As the scene continues to change around her, Mary Timony has soldiered on, mining the spiky, instantly-identifiable indie guitar-pop sound she staked out with her former band Helium, and, after some brief proggy detours, on 2005’s Ex Hex, another record I reviewed for this site. Like Ex Hex, The Shapes We Make works best at its most straight-ahead. “Sharpshooter” kicks things off on the right foot, and “Curious Minds” is fun, but it takes the band six songs to get back to the opener’s level of excitement. The darker, arpeggiated dalliances on “Killed by the Telephone” don’t work as well, and while the confrontational “Pause/Off’ has earned some kudos for its feminist-lite declarations, the lyrics are actually pretty lousy ("My reaction, to your faction/ Go back to school and learn your fractions").
After making my way through The Shapes We Make a few times, I was downright confused. Unlike Ex Hex, which was fairly easy to peg as chunky guitar rock, Timony sprinkles the upbeat tracks into a mix of plodding prog numbers that kill the mood (“Pink Clouds”) or ruin otherwise decent songs (“Killed by the Telephone”). I just don’t understand what audience will crave both the rave-ups of “Rockman” and the “Hey Jude”-style coda tacked onto “Each Day.”

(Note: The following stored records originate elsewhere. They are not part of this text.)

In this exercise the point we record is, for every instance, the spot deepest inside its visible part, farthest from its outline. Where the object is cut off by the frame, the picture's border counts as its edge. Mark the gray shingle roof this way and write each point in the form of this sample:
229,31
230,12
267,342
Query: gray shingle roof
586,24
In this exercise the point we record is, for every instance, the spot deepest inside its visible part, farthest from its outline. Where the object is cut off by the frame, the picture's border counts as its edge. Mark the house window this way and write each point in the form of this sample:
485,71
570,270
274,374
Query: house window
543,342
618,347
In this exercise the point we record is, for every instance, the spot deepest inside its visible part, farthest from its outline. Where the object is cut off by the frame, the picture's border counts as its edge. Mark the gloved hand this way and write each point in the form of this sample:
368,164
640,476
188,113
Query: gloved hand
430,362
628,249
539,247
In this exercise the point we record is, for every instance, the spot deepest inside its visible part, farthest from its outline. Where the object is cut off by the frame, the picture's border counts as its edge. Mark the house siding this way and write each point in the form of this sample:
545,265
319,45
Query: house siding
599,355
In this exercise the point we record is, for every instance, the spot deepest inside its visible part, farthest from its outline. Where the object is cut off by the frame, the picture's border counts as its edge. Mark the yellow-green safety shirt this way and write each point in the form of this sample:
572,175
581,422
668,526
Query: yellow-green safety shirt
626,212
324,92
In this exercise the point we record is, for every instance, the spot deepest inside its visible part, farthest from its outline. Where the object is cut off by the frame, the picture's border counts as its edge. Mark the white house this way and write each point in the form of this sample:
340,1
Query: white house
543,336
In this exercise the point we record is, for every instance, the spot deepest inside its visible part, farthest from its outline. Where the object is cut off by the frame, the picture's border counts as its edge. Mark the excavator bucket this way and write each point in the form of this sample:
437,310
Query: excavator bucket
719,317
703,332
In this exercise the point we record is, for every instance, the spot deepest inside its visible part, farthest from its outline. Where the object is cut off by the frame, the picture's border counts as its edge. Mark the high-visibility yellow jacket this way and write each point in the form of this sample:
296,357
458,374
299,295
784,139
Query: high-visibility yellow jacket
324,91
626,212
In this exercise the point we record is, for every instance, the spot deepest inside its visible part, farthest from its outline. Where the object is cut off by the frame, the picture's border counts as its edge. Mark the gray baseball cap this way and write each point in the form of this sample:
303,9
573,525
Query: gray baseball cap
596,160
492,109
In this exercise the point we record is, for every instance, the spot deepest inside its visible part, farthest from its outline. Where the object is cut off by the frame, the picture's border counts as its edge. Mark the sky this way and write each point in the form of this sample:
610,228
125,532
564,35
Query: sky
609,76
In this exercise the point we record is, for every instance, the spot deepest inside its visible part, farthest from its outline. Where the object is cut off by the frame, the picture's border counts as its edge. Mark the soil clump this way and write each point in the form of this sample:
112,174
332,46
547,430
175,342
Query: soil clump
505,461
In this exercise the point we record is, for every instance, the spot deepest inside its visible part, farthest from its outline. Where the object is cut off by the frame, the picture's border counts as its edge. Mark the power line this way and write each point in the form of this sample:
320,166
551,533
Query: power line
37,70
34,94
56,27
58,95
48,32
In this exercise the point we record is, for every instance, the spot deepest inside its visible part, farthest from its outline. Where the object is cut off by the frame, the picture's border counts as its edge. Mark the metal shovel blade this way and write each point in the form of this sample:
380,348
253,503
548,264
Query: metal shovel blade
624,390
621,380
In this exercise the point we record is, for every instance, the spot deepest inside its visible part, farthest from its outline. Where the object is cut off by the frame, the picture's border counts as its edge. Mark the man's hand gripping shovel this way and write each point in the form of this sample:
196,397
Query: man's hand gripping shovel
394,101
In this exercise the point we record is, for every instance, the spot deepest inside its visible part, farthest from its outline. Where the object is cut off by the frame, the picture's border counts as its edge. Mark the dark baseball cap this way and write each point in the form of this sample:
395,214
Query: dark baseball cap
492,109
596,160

Well: it’s difficult to make something both original and listenable when working with the relatively limited pallet of indie guitar rock -- hence, many of the genre’s newest bright lights add an extra instrument or two (Arcade Fire, Wolf Parade) to the guitar-bass-drums setup. Even Timony benefits when she rides a keyboard for a few minutes (“Each Day”), but the songs on The Shapes We Make often end up suffering from Typical Indie Rock syndrome: yeah, it’s kind of quirky, but at the end of the day, what’s the big draw over catchier crap? I see The Shapes We Make getting a lot of adds on college radio stations for a few weeks, then getting relegated to the stacks. And yeah, I know it came out a couple months ago. I’m sorry, okay?